Department of Biochemistry and Molecular Biology, University of Southern Denmark, Campusvej 55, DK-5230 Odense M, Denmark.
Bioinformatics. 2010 Nov 15;26(22):2841-8. doi: 10.1093/bioinformatics/btq534. Epub 2010 Sep 29.
Fuzzy c-means clustering is widely used to identify cluster structures in high-dimensional datasets, such as those obtained in DNA microarray and quantitative proteomics experiments. One of its main limitations is the lack of a computationally fast method to set optimal values of algorithm parameters. Wrong parameter values may either lead to the inclusion of purely random fluctuations in the results or ignore potentially important data. The optimal solution has parameter values for which the clustering does not yield any results for a purely random dataset but which detects cluster formation with maximum resolution on the edge of randomness.

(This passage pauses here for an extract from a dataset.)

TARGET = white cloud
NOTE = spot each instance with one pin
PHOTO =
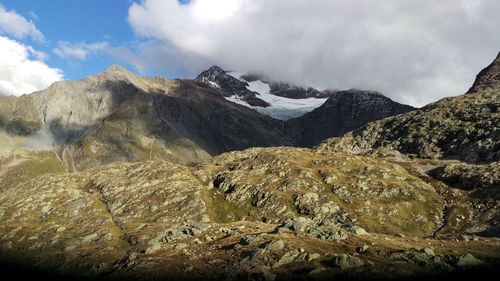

Estimation of the optimal parameter values is achieved by evaluation of the results of the clustering procedure applied to randomized datasets. In this case, the optimal value of the fuzzifier follows common rules that depend only on the main properties of the dataset. Taking the dimension of the set and the number of objects as input values instead of evaluating the entire dataset allows us to propose a functional relationship determining the fuzzifier directly. This result speaks strongly against using a predefined fuzzifier as typically done in many previous studies. Validation indices are generally used for the estimation of the optimal number of clusters. A comparison shows that the minimum distance between the centroids provides results that are at least equivalent or better than those obtained by other computationally more expensive indices.
模糊 c-均值聚类广泛用于识别高维数据集(如 DNA 微阵列和定量蛋白质组学实验中获得的数据集)中的聚类结构。它的主要限制之一是缺乏一种计算快速的方法来设置算法参数的最优值。错误的参数值可能导致结果中包含纯粹的随机波动,或者忽略潜在的重要数据。最优解的参数值为聚类对于纯粹的随机数据集没有任何结果,但在随机性的边缘以最大分辨率检测到聚类形成。
通过评估应用于随机数据集的聚类过程的结果来实现最优参数值的估计。在这种情况下,模糊系数的最优值遵循仅取决于数据集主要属性的常见规则。将集合的维度和对象的数量作为输入值,而不是评估整个数据集,使我们能够提出一个确定模糊系数的直接函数关系。这一结果强烈反对像许多以前的研究中那样使用预定义的模糊系数。通常使用验证指标来估计最佳聚类数。比较表明,质心之间的最小距离提供的结果至少与其他计算成本更高的指标获得的结果相当或更好。